Salto. Los precios treparon en las estaciones de servicio.

La nafta y el gasoil siguen atrasados hasta 30%, pese a los aumentos de marzo. 

Con el petróleo por encima de los US$ 100, restan nuevos ajustes en abril que pegarían en la inflación.


Las subas de la nafta y el gasoil seguirán durante todo abril, mientras el petróleo se sostiene por encima de los 100 dólares por barril y el JP Morgan alerta que pronto podría escalar a US$ 150.

En marzo, la nafta y el gasoil tuvieron la mayor suba de los últimos dos años: fue de entre 20% y 25%, según la variedad y la región del país. Excepto en la Patagonia, en el resto del país todos los combustibles quedaron por encima de los $ 2.000 por litro; pero en algunas estaciones YPF de la Ciudad de Buenos Aires, al cierre de esta edición la nafta súper se mantenía en $ 1.999.

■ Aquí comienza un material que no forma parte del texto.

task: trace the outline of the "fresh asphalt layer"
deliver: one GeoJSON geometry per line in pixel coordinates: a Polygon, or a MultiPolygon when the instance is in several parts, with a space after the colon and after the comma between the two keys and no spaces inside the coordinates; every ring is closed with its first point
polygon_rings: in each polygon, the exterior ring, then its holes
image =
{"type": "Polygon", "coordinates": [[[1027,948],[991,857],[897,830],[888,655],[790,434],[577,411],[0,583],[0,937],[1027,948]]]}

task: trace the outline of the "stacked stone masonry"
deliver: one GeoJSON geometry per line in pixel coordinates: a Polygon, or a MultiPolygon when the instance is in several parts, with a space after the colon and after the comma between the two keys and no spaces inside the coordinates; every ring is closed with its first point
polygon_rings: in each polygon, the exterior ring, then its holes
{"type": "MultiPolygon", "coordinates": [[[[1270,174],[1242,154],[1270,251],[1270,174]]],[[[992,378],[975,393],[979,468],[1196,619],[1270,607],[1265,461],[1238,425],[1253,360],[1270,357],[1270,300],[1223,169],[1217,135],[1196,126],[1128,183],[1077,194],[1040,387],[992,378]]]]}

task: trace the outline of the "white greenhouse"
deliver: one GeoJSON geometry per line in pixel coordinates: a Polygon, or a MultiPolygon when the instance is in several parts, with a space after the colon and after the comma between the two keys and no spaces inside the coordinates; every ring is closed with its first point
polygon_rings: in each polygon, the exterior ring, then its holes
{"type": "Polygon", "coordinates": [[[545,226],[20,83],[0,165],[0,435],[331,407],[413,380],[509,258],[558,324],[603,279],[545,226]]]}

Solo cuando asumió el presidente Javier Milei, en medio de un desequilibrio en los precios relativos, hubo alzas mayores que en marzo 2026: a los pocos días de asumir hubo un alza de 37% y al mes siguiente, otro 27%, para aliviar los atrasos previos, que provocaron un desabastecimiento en medio de la campaña electoral.

Pese al fuerte incremento mensual, los precios de los combustibles en las estaciones de servicio todavía tienen un atraso de entre 15% y 30% frente a su paridad internacional, según los ejecutivos petroleros consultados por Clarín.

"Con estos parámetros, el retraso en naftas es de 15% y en gasoil, de 30%. En el caso del diésel, además, el mercado internacional paga un premio por falta de disponibilidad física, que puede sumar un 20% más", cuentan los expertos. Es decir, a las refinerías les conviene más exportar el combustible que venderlo en el mercado interno y tienen económicamente ese "costo de oportunidad" perdido.

La estrategia de las petroleras es ir actualizando sus precios en silencio, día a día. Un shock global como el de la guerra en Medio Oriente y el bloqueo en el Estrecho de Ormuz se sintió en todo el mundo, incluso peor en muchos países que en la Argentina.

A diferencia de otros gobiernos, el equipo económico de Milei prefirió no intervenir el mercado de los combustibles para dar una señal positiva a los inversores de que los precios se negocian libremente entre privados.

Según un informe del consultor y ex secretario de Energía Daniel Montamat, el petróleo local se comerció a US$ 87 por barril en promedio, apenas US$ 2 por debajo de su paridad internacional. No obstante, el Gobierno no recurrió a herramientas que podría haber usado para contener el shock, como una baja de impuestos a los combustibles -tampoco los subirá, como estaba previsto-, un cierre temporal de las exportaciones o un alza discrecional de las retenciones, por encima de la normativa vigente.